A Difference Between DL and Statistics

One thing that I love about being in grad school is the unending innovation that reverberates in the corridors. Sure, I sit in a cubicle part-time coding my life away, but there are moments where people step out of their hole to converse with those around them.

One of these structured ways is through the weekly update meetings, and one of the many conversations we have inspired this post.

Let’s start off with statistics.

One of statistics’ main focus is to create a generalizable model, such as a linear or multivariate regression model, to best fit the data to represent the pattern you are investigating.

There are other key topics in statistics like statistical significance, correlation vs. causation, probability theory, and model evaluation that are shared with the machine learning community. However, we like abstraction, so let’s stick with regression for now.

Linear regression is powerful and easy to understand. However, the errors that are associated with each data point get accumulated such that the inherent nature of the point is lost with the goal of minimizing the global loss/error. This is a clear trade-off.

Now, don’t get me wrong, deep learning systems still try to minimize the loss throughout the system, and there are many clever ways to complete these optimizations.
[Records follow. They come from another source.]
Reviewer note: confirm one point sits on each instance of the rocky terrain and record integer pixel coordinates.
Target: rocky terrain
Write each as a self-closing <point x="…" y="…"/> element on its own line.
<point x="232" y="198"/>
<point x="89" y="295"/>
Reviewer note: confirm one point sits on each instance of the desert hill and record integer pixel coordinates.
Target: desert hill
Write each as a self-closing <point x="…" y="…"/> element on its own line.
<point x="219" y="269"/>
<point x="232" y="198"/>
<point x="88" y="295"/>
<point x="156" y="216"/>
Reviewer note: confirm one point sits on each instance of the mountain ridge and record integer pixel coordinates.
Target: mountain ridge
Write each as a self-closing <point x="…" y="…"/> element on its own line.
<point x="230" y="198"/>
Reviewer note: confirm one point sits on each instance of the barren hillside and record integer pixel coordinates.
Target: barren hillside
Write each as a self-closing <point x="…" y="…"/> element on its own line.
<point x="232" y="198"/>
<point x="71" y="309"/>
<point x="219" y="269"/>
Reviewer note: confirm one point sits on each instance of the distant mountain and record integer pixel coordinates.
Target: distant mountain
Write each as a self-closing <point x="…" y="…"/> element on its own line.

However, one thing that differentiates the deep learning approach versus the approach above (though there are many) is now we can perturb the model to understand what drove the algorithm to influence its decision.

We can see the importance of features on the individual level through point by point investigation, rather than relying on statistics to generalize on the global level.
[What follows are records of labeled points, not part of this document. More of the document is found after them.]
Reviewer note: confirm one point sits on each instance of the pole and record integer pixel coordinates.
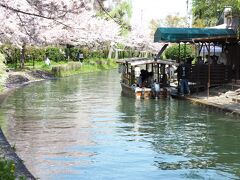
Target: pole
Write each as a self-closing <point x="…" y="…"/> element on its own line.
<point x="209" y="68"/>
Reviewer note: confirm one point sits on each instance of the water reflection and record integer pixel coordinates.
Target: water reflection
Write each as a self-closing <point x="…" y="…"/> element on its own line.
<point x="82" y="128"/>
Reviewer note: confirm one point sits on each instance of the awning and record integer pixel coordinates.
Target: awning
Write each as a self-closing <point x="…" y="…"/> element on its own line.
<point x="188" y="34"/>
We can now peer into the complex black box, and people are definitely starting to.

Photo by Dhruv Deshmukh on Unsplash

There are now more methods coming out to dissect the activations or neurons that drove the model’s decision. These are visually useful in imaging applications because we can actually see what parts helped the model.

Further, these methods can be used in a better understanding of the model’s performance — i.e. where the model predicted correctly, where the model messed up, where the model was learning from noise. Or maybe most significantly, where the model can drive new discoveries by uncovering important features not previously thought of as important.

Maybe deep learning can be a tool for further understanding a problem like neurodegeneration or time-sensitive areas of concern in addition to a predictive tool.

Activation exploration can lead to the next frontier or scientific discovery.

Thanks for reading.